La Alianza Centro-Bajío que en 2019 han suscrito los Estados de Querétaro, Jalisco, San Luis Potosí, Guanajuato y Aguascalientes. It is based on the initiative of the Central Corridor and seeks to position Mexico as a destination of global investment.

Along with the initiative of the Districts law, it was presented by 18 congressmen and one citizen on November 6, 2014. In an unprecedented act, Gildardo Gutiérrez became one of the first Mexican citizens to rise to the platform in the Chamber of Congress, and as a private citizen, personally present a law initiative.

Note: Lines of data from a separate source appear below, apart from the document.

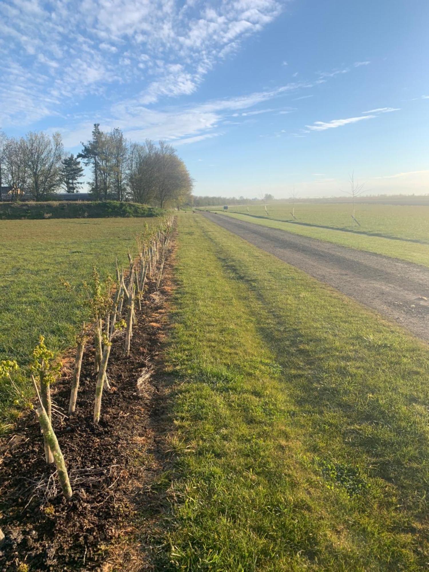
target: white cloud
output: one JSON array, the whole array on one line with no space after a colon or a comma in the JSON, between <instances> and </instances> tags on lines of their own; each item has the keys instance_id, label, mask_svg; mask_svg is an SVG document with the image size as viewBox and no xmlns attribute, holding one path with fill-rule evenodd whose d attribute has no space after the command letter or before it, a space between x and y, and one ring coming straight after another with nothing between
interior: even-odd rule
<instances>
[{"instance_id":1,"label":"white cloud","mask_svg":"<svg viewBox=\"0 0 429 572\"><path fill-rule=\"evenodd\" d=\"M319 77L322 78L335 77L336 76L341 75L341 74L348 73L349 71L349 67L344 67L342 69L332 70L331 72L318 72L317 75Z\"/></svg>"},{"instance_id":2,"label":"white cloud","mask_svg":"<svg viewBox=\"0 0 429 572\"><path fill-rule=\"evenodd\" d=\"M348 117L347 119L333 119L331 121L315 121L312 125L305 125L305 127L312 131L325 131L326 129L332 129L336 127L343 127L351 123L357 123L364 119L373 119L376 117L375 115L362 115L358 117Z\"/></svg>"},{"instance_id":3,"label":"white cloud","mask_svg":"<svg viewBox=\"0 0 429 572\"><path fill-rule=\"evenodd\" d=\"M399 178L403 177L408 177L410 175L419 175L422 173L425 173L429 176L429 170L422 170L422 171L407 171L405 173L397 173L394 175L383 175L382 177L373 177L374 179L384 179L384 178Z\"/></svg>"},{"instance_id":4,"label":"white cloud","mask_svg":"<svg viewBox=\"0 0 429 572\"><path fill-rule=\"evenodd\" d=\"M5 73L9 67L23 66L27 77L20 88L29 109L23 114L8 101L7 90L0 92L2 125L54 115L88 94L103 97L112 83L124 92L139 91L144 105L189 95L283 5L282 0L222 0L210 7L180 0L0 2L2 82L11 85L13 78ZM41 70L46 77L38 82ZM38 89L32 89L36 84Z\"/></svg>"},{"instance_id":5,"label":"white cloud","mask_svg":"<svg viewBox=\"0 0 429 572\"><path fill-rule=\"evenodd\" d=\"M174 145L186 145L188 143L196 143L197 141L204 141L204 139L211 139L212 137L217 137L221 134L221 133L206 133L205 135L197 135L194 137L186 137L185 139L179 139L178 141L174 141Z\"/></svg>"},{"instance_id":6,"label":"white cloud","mask_svg":"<svg viewBox=\"0 0 429 572\"><path fill-rule=\"evenodd\" d=\"M390 113L392 111L400 111L400 108L377 108L369 111L363 111L363 113Z\"/></svg>"},{"instance_id":7,"label":"white cloud","mask_svg":"<svg viewBox=\"0 0 429 572\"><path fill-rule=\"evenodd\" d=\"M116 54L118 51L117 47L115 46L112 46L110 43L108 43L107 42L102 42L98 45L98 47L100 50L104 50L105 51L110 51L111 54Z\"/></svg>"}]
</instances>

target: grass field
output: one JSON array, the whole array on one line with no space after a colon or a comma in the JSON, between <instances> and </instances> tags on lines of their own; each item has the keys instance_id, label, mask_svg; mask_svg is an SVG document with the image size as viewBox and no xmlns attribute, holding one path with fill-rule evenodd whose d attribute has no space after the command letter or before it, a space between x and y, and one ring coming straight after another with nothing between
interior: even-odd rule
<instances>
[{"instance_id":1,"label":"grass field","mask_svg":"<svg viewBox=\"0 0 429 572\"><path fill-rule=\"evenodd\" d=\"M312 206L317 206L319 205L313 205ZM323 205L322 206L336 206L337 205ZM379 206L386 208L390 207L391 205L368 205L368 208ZM262 208L263 208L263 207ZM429 207L417 206L409 208L415 209L429 208ZM250 207L249 208L250 209ZM240 207L237 207L237 209L240 209ZM219 209L213 208L211 210L220 212ZM269 212L269 210L268 212ZM429 244L424 242L415 242L414 240L406 240L403 239L385 238L370 233L344 232L344 231L324 228L320 226L283 222L272 218L259 216L249 216L247 214L236 213L235 206L231 208L227 216L247 222L254 223L256 224L269 227L271 228L279 228L280 230L287 231L288 232L292 232L302 236L308 236L309 238L333 243L335 244L340 244L349 248L356 248L369 252L375 252L385 256L407 260L408 262L413 262L423 266L429 266ZM429 223L426 223L426 225L429 227Z\"/></svg>"},{"instance_id":2,"label":"grass field","mask_svg":"<svg viewBox=\"0 0 429 572\"><path fill-rule=\"evenodd\" d=\"M40 334L55 351L72 346L86 316L76 293L62 281L81 284L94 267L114 275L115 256L128 264L136 235L156 220L2 221L0 360L26 364ZM0 389L3 411L10 395Z\"/></svg>"},{"instance_id":3,"label":"grass field","mask_svg":"<svg viewBox=\"0 0 429 572\"><path fill-rule=\"evenodd\" d=\"M263 205L230 206L229 210L247 214L248 208L249 214L253 216L287 221L297 226L309 225L353 231L352 205L349 203L297 202L295 208L296 220L292 216L291 203L268 205L267 212ZM360 227L355 224L355 233L429 244L429 206L357 203L355 217L360 224Z\"/></svg>"},{"instance_id":4,"label":"grass field","mask_svg":"<svg viewBox=\"0 0 429 572\"><path fill-rule=\"evenodd\" d=\"M202 217L179 223L160 569L427 569L427 346Z\"/></svg>"}]
</instances>

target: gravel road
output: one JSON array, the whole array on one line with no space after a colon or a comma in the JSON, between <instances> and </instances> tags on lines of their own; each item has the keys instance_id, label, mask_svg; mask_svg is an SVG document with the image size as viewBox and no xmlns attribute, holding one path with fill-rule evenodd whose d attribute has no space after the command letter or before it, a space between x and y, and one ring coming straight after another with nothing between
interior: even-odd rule
<instances>
[{"instance_id":1,"label":"gravel road","mask_svg":"<svg viewBox=\"0 0 429 572\"><path fill-rule=\"evenodd\" d=\"M202 214L429 341L429 268L223 214Z\"/></svg>"}]
</instances>

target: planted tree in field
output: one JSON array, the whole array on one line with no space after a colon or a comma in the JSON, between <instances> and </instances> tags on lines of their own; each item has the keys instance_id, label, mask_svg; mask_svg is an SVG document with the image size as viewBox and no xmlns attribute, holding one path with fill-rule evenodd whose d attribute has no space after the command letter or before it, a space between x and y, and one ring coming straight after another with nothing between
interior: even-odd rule
<instances>
[{"instance_id":1,"label":"planted tree in field","mask_svg":"<svg viewBox=\"0 0 429 572\"><path fill-rule=\"evenodd\" d=\"M297 196L297 193L295 192L295 186L293 185L293 190L292 192L292 212L291 214L293 217L293 218L296 220L296 217L295 216L295 199Z\"/></svg>"},{"instance_id":2,"label":"planted tree in field","mask_svg":"<svg viewBox=\"0 0 429 572\"><path fill-rule=\"evenodd\" d=\"M69 415L71 415L71 414L73 413L76 408L76 400L77 399L77 392L79 390L79 382L81 378L82 360L84 357L84 351L85 350L85 344L86 342L86 336L85 332L84 322L82 331L77 336L76 356L74 359L74 368L73 370L73 377L72 381L72 390L70 391L70 403L69 404Z\"/></svg>"},{"instance_id":3,"label":"planted tree in field","mask_svg":"<svg viewBox=\"0 0 429 572\"><path fill-rule=\"evenodd\" d=\"M70 500L73 496L73 493L70 484L69 474L67 472L67 468L64 462L64 457L59 448L57 436L54 432L54 430L52 428L50 418L47 415L47 412L43 404L43 400L41 398L39 392L37 390L37 384L34 379L34 376L32 375L31 379L33 379L34 388L37 394L37 399L40 404L40 406L36 410L35 412L37 419L40 423L40 426L42 428L43 440L45 443L45 448L47 446L49 450L51 452L52 461L51 462L55 463L63 494L67 500Z\"/></svg>"},{"instance_id":4,"label":"planted tree in field","mask_svg":"<svg viewBox=\"0 0 429 572\"><path fill-rule=\"evenodd\" d=\"M341 190L341 191L343 193L347 193L347 194L349 194L350 196L352 197L352 214L351 214L351 217L352 217L352 219L353 219L353 230L354 231L355 230L355 223L357 225L359 225L359 227L360 226L360 224L359 222L357 220L357 219L356 219L356 217L355 216L355 199L356 199L357 198L357 197L360 197L361 194L363 194L364 192L366 192L366 189L364 189L364 186L365 185L365 183L363 182L363 183L362 183L362 184L359 184L359 183L357 181L356 182L355 181L355 172L354 171L352 172L352 174L349 176L349 185L350 185L350 189L349 189L349 190L343 190L342 189Z\"/></svg>"},{"instance_id":5,"label":"planted tree in field","mask_svg":"<svg viewBox=\"0 0 429 572\"><path fill-rule=\"evenodd\" d=\"M125 175L128 158L126 139L122 131L115 128L110 133L110 140L112 191L118 201L123 201L126 191Z\"/></svg>"},{"instance_id":6,"label":"planted tree in field","mask_svg":"<svg viewBox=\"0 0 429 572\"><path fill-rule=\"evenodd\" d=\"M84 184L81 181L84 169L81 162L73 153L61 161L60 170L61 183L67 193L78 193Z\"/></svg>"},{"instance_id":7,"label":"planted tree in field","mask_svg":"<svg viewBox=\"0 0 429 572\"><path fill-rule=\"evenodd\" d=\"M55 362L54 352L48 349L45 338L41 336L39 343L33 352L33 361L30 364L33 373L38 378L40 386L41 403L49 420L51 419L51 384L56 381L61 368L60 362ZM45 439L45 454L47 463L53 463L54 458L48 441Z\"/></svg>"}]
</instances>

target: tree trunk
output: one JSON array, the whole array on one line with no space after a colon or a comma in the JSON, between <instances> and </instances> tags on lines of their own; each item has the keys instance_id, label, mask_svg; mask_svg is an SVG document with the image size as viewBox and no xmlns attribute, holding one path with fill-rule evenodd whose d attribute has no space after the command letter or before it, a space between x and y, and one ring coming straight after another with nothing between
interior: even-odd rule
<instances>
[{"instance_id":1,"label":"tree trunk","mask_svg":"<svg viewBox=\"0 0 429 572\"><path fill-rule=\"evenodd\" d=\"M132 276L132 280L133 277ZM133 318L134 314L134 284L132 282L128 295L128 315L126 320L126 335L125 336L125 355L130 355L131 338L133 336Z\"/></svg>"},{"instance_id":2,"label":"tree trunk","mask_svg":"<svg viewBox=\"0 0 429 572\"><path fill-rule=\"evenodd\" d=\"M42 398L42 404L45 408L45 411L47 415L49 423L51 422L51 388L49 384L45 383L43 376L40 376L40 395ZM43 441L45 442L45 456L46 463L50 463L54 462L54 458L52 456L52 451L49 448L49 445L45 438L43 434Z\"/></svg>"},{"instance_id":3,"label":"tree trunk","mask_svg":"<svg viewBox=\"0 0 429 572\"><path fill-rule=\"evenodd\" d=\"M70 500L73 496L73 491L69 480L69 474L64 462L64 457L59 448L57 436L54 432L49 418L43 407L38 407L36 410L36 415L43 431L43 438L47 442L53 453L54 462L57 467L63 494L67 500Z\"/></svg>"},{"instance_id":4,"label":"tree trunk","mask_svg":"<svg viewBox=\"0 0 429 572\"><path fill-rule=\"evenodd\" d=\"M69 404L69 415L74 412L76 408L76 399L77 392L79 390L79 381L81 377L81 368L82 367L82 359L84 357L85 339L82 337L79 340L76 350L76 357L74 360L74 370L73 371L73 379L72 382L72 391L70 394L70 403Z\"/></svg>"},{"instance_id":5,"label":"tree trunk","mask_svg":"<svg viewBox=\"0 0 429 572\"><path fill-rule=\"evenodd\" d=\"M97 320L96 322L96 331L94 333L94 342L95 344L96 355L94 360L94 373L100 371L101 363L101 356L103 354L103 348L101 347L101 320Z\"/></svg>"},{"instance_id":6,"label":"tree trunk","mask_svg":"<svg viewBox=\"0 0 429 572\"><path fill-rule=\"evenodd\" d=\"M106 379L106 370L107 369L109 356L110 353L111 344L106 344L103 352L103 358L101 360L101 366L98 372L96 386L96 399L94 402L94 423L98 423L100 421L100 412L101 411L101 396L103 394L103 386Z\"/></svg>"}]
</instances>

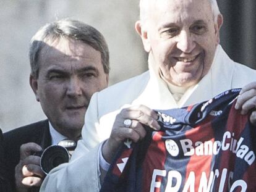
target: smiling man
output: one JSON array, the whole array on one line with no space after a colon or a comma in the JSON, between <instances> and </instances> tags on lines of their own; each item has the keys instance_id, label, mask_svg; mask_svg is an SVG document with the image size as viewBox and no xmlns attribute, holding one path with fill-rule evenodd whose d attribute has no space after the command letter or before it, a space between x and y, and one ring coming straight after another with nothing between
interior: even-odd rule
<instances>
[{"instance_id":1,"label":"smiling man","mask_svg":"<svg viewBox=\"0 0 256 192\"><path fill-rule=\"evenodd\" d=\"M236 109L255 107L256 71L232 61L219 44L223 17L216 0L140 0L140 8L135 30L149 70L93 96L71 162L53 170L42 191L98 191L103 170L124 141L144 138L143 125L160 129L152 109L190 106L240 87ZM252 123L255 117L252 112Z\"/></svg>"},{"instance_id":2,"label":"smiling man","mask_svg":"<svg viewBox=\"0 0 256 192\"><path fill-rule=\"evenodd\" d=\"M64 139L80 138L91 97L107 87L109 69L104 37L77 20L43 27L31 40L29 54L30 86L48 119L4 133L9 173L17 191L39 190L33 186L41 185L45 175L35 152Z\"/></svg>"}]
</instances>

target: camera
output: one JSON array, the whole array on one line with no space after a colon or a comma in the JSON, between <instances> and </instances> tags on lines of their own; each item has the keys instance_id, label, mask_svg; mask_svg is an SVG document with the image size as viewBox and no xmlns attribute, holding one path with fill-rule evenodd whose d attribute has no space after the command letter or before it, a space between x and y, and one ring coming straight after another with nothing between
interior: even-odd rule
<instances>
[{"instance_id":1,"label":"camera","mask_svg":"<svg viewBox=\"0 0 256 192\"><path fill-rule=\"evenodd\" d=\"M34 155L41 157L41 169L48 175L53 168L68 162L75 147L75 141L64 140L61 141L58 145L50 146L43 151L35 153Z\"/></svg>"}]
</instances>

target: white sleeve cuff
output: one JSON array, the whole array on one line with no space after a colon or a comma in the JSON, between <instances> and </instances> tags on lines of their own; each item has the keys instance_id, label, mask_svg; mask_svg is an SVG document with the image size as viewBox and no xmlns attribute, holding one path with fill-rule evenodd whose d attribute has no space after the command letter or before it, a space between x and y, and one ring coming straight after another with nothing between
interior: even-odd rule
<instances>
[{"instance_id":1,"label":"white sleeve cuff","mask_svg":"<svg viewBox=\"0 0 256 192\"><path fill-rule=\"evenodd\" d=\"M100 159L100 167L105 171L107 172L108 169L109 169L110 164L106 162L105 159L104 159L103 156L102 155L102 146L103 146L104 143L105 142L101 143L101 144L100 144L99 147L100 152L98 153L98 156L100 156L99 159Z\"/></svg>"}]
</instances>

He is an active citizen in the business, social, and public policy sectors. In his pastime he enjoys reading, singing, road biking, and horses.

== Education ==
From 2000 to 2006, Gutierrez attended the Instituto Tecnológico de Estudios Superiores de Monterrey to receive his Masters in Business Administration (MBA).

In 2006, he attended the Excellence in the Government of Non-Governmental Organizations Program at Harvard Business School. In 2007, he attended "The Education of the Next Decade: Charter Schools" program at the Harvard Graduate School of Education and the Private Capital and Investments Program at Harvard Business School.

in 2008, he attended the Strategy Development and Competitive Advantages Program at China Europe International Business School.

In 2011, he attended the Development of Leadership Strategies in Operations Program at Massachusetts Institute of Technology and the Negotiation Program for Senior Management at Harvard Law School.

Finally, in 2014, he received his Masters in Public Policy Administration at the McCourt School of Public Policy of Georgetown University.